A Diagnosis for Health Care in Texas

Later this week, Texas 2036 CEO Margaret Spellings will speak to nearly 1,000 people at the Healthier Texas Summit, a two-day gathering in Austin focused on empowering leaders from diverse sectors with proven approaches for improving the health of our state. 

The mission of the conference fits well with the work we are doing here at Texas 2036: using data and thoughtful analysis to create support for long-term strategies that will ensure a successful future. Health and health care are at the heart of that work. In fact, like a lot of other issues, we take a broad view of health that realizes neither privately nor publicly funded care should be discussed in a vacuum and that leading healthy lives is about more than the health care system.

Our long-term goal is for Texans to achieve better health outcomes at a cost affordable to businesses, government, and individuals. And that starts by recognizing where we are: 

  • Health care costs are growing rapidly. On average, per capita health care expenditures have grown 4.8% a year in Texas, which is faster than spending growth in California and Florida.
  • The challenge is exacerbated by the growth of our population — especially among older Texans. Between 2010 and 2050, the population of Texans who are 65 and older is expected to grow by 263 percent. This demographic shift matters because most older adults have chronic health issues and many need long-term care services.
  • Cost growth in health care directly affects individual consumers.

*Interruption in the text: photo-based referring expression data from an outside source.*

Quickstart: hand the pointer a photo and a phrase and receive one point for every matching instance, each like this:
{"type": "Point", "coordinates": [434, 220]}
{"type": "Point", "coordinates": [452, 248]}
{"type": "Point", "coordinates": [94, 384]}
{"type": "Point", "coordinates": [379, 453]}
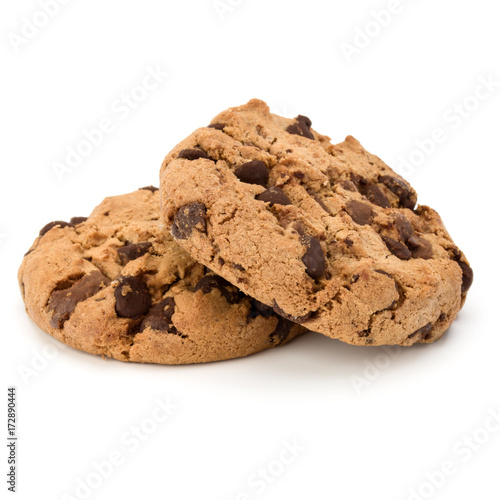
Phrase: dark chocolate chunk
{"type": "Point", "coordinates": [77, 220]}
{"type": "Point", "coordinates": [400, 250]}
{"type": "Point", "coordinates": [375, 195]}
{"type": "Point", "coordinates": [467, 275]}
{"type": "Point", "coordinates": [193, 154]}
{"type": "Point", "coordinates": [273, 195]}
{"type": "Point", "coordinates": [133, 251]}
{"type": "Point", "coordinates": [253, 172]}
{"type": "Point", "coordinates": [160, 317]}
{"type": "Point", "coordinates": [348, 185]}
{"type": "Point", "coordinates": [407, 198]}
{"type": "Point", "coordinates": [132, 297]}
{"type": "Point", "coordinates": [188, 218]}
{"type": "Point", "coordinates": [423, 333]}
{"type": "Point", "coordinates": [420, 247]}
{"type": "Point", "coordinates": [57, 223]}
{"type": "Point", "coordinates": [217, 126]}
{"type": "Point", "coordinates": [314, 258]}
{"type": "Point", "coordinates": [361, 213]}
{"type": "Point", "coordinates": [259, 309]}
{"type": "Point", "coordinates": [302, 126]}
{"type": "Point", "coordinates": [64, 302]}
{"type": "Point", "coordinates": [281, 332]}
{"type": "Point", "coordinates": [209, 282]}
{"type": "Point", "coordinates": [404, 227]}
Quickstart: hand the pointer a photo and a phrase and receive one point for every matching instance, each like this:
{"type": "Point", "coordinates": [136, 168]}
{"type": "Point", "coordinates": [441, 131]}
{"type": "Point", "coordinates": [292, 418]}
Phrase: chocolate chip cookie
{"type": "Point", "coordinates": [117, 284]}
{"type": "Point", "coordinates": [327, 235]}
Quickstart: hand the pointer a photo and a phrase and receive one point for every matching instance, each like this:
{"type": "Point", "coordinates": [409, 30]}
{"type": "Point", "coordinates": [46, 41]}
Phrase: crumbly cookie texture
{"type": "Point", "coordinates": [117, 284]}
{"type": "Point", "coordinates": [328, 235]}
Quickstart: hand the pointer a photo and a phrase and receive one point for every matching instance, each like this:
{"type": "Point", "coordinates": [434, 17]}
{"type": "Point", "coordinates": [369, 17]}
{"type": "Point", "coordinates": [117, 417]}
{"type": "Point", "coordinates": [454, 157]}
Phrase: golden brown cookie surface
{"type": "Point", "coordinates": [117, 284]}
{"type": "Point", "coordinates": [328, 235]}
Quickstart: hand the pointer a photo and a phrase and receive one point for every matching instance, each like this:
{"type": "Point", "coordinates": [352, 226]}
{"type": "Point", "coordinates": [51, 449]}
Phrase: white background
{"type": "Point", "coordinates": [378, 440]}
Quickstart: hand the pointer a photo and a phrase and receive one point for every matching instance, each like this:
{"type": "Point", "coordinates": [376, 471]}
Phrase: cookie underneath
{"type": "Point", "coordinates": [116, 284]}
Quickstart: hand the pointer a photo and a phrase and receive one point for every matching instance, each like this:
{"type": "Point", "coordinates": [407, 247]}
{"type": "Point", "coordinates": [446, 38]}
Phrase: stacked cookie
{"type": "Point", "coordinates": [264, 230]}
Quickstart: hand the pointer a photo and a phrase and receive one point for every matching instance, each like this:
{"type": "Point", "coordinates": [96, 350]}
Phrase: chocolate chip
{"type": "Point", "coordinates": [217, 126]}
{"type": "Point", "coordinates": [281, 332]}
{"type": "Point", "coordinates": [259, 309]}
{"type": "Point", "coordinates": [64, 302]}
{"type": "Point", "coordinates": [467, 275]}
{"type": "Point", "coordinates": [58, 223]}
{"type": "Point", "coordinates": [319, 201]}
{"type": "Point", "coordinates": [133, 251]}
{"type": "Point", "coordinates": [273, 195]}
{"type": "Point", "coordinates": [188, 218]}
{"type": "Point", "coordinates": [209, 282]}
{"type": "Point", "coordinates": [423, 333]}
{"type": "Point", "coordinates": [77, 220]}
{"type": "Point", "coordinates": [132, 297]}
{"type": "Point", "coordinates": [420, 247]}
{"type": "Point", "coordinates": [361, 213]}
{"type": "Point", "coordinates": [295, 319]}
{"type": "Point", "coordinates": [314, 258]}
{"type": "Point", "coordinates": [193, 154]}
{"type": "Point", "coordinates": [348, 185]}
{"type": "Point", "coordinates": [253, 172]}
{"type": "Point", "coordinates": [400, 250]}
{"type": "Point", "coordinates": [160, 317]}
{"type": "Point", "coordinates": [404, 227]}
{"type": "Point", "coordinates": [376, 196]}
{"type": "Point", "coordinates": [302, 127]}
{"type": "Point", "coordinates": [407, 198]}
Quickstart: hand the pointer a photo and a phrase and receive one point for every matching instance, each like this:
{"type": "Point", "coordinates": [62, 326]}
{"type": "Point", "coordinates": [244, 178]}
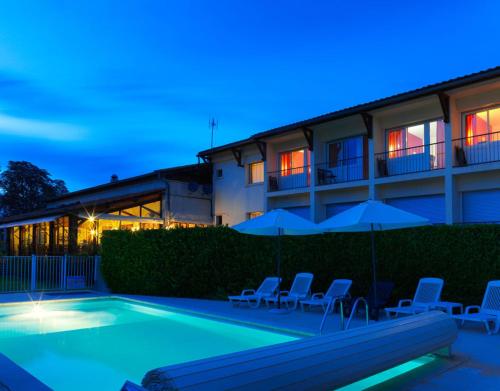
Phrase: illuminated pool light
{"type": "Point", "coordinates": [388, 374]}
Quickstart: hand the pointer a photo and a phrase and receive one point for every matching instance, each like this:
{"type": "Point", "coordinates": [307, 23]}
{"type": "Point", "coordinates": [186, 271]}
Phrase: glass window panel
{"type": "Point", "coordinates": [395, 143]}
{"type": "Point", "coordinates": [494, 119]}
{"type": "Point", "coordinates": [334, 153]}
{"type": "Point", "coordinates": [253, 215]}
{"type": "Point", "coordinates": [134, 211]}
{"type": "Point", "coordinates": [292, 163]}
{"type": "Point", "coordinates": [153, 209]}
{"type": "Point", "coordinates": [415, 138]}
{"type": "Point", "coordinates": [256, 173]}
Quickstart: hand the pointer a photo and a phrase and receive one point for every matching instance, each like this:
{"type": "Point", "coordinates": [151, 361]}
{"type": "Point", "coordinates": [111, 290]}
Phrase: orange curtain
{"type": "Point", "coordinates": [286, 163]}
{"type": "Point", "coordinates": [469, 129]}
{"type": "Point", "coordinates": [395, 141]}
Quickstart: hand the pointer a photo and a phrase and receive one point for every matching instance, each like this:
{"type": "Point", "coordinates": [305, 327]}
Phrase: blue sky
{"type": "Point", "coordinates": [91, 88]}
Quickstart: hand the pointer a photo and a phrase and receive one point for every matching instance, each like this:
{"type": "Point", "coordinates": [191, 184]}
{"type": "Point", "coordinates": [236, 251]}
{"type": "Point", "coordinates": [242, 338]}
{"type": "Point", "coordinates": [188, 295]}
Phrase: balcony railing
{"type": "Point", "coordinates": [477, 149]}
{"type": "Point", "coordinates": [410, 160]}
{"type": "Point", "coordinates": [291, 178]}
{"type": "Point", "coordinates": [346, 170]}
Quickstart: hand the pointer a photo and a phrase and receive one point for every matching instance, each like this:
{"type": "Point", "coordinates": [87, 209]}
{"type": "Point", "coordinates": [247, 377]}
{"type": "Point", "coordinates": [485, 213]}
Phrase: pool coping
{"type": "Point", "coordinates": [15, 377]}
{"type": "Point", "coordinates": [200, 314]}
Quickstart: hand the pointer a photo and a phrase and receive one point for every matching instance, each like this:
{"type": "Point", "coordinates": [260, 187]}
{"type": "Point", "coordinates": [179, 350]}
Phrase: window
{"type": "Point", "coordinates": [347, 152]}
{"type": "Point", "coordinates": [293, 162]}
{"type": "Point", "coordinates": [256, 172]}
{"type": "Point", "coordinates": [412, 140]}
{"type": "Point", "coordinates": [253, 215]}
{"type": "Point", "coordinates": [482, 126]}
{"type": "Point", "coordinates": [218, 220]}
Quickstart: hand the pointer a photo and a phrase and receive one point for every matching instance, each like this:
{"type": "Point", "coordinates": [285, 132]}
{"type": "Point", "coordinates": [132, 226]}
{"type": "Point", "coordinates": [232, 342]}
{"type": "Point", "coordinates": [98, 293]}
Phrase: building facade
{"type": "Point", "coordinates": [74, 222]}
{"type": "Point", "coordinates": [434, 151]}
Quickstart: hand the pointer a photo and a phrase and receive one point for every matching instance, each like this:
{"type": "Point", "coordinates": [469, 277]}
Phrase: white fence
{"type": "Point", "coordinates": [48, 273]}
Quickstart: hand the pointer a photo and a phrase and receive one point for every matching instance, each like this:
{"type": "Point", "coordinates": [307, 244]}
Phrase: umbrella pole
{"type": "Point", "coordinates": [278, 261]}
{"type": "Point", "coordinates": [374, 267]}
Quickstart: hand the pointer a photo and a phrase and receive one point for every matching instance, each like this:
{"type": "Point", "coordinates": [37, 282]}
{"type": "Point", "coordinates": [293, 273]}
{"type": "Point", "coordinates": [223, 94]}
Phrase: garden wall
{"type": "Point", "coordinates": [212, 262]}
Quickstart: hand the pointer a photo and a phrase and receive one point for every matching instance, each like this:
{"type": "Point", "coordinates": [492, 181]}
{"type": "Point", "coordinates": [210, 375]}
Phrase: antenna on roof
{"type": "Point", "coordinates": [213, 124]}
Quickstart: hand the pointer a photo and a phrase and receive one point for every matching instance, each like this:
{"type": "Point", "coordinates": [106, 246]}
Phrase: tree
{"type": "Point", "coordinates": [25, 187]}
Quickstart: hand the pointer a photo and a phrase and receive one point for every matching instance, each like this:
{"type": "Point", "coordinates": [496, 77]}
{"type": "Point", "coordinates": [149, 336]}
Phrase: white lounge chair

Potential out-of-pocket costs for employer-based health insurance grew 8.5 percent between 2016 and 2017.
  • Despite increases in spending, poor outcomes and disparities persist. Our Texas health system, when compared to other states, ranks at or near the bottom in access and affordability, prevention and treatment, and health care disparity. 
  • Millions of Texans lack access to quality care. Texas continues to have the highest uninsured rate in the country. Meanwhile, 5.5 million Texans live in a primary care health professional shortage area and 12 million Texans live in a mental health provider shortage area.
  • 60 to 70% of deaths in Texas are caused by chronic diseases like diabetes and cancer. 

Even more information is available on our interactive Come and Make It data explorer. There you will see why it’s so important to take a different approach to these issues — one that looks well past the political constraints of the moment and instead focuses on broader strategies that focus both on improving the health care system and, just as importantly, helping Texans improve their own individual health and well-being. It starts with data; we believe better data, and better use of data — by individuals, health care providers, government, and insurance companies —will lead to better outcomes, greater access, and more affordability.

We are going to continue to share information about health — where Texas is, where we’re headed, and where we could be headed with the right investments and decisions. While there is a lot of work ahead, there’s no doubt that committed Texans who are working together can address and overcome these challenges. We hope you will be part of this effort and offer your own feedback about ways we can improve outcomes, control costs, and help create a better future for millions of Texans.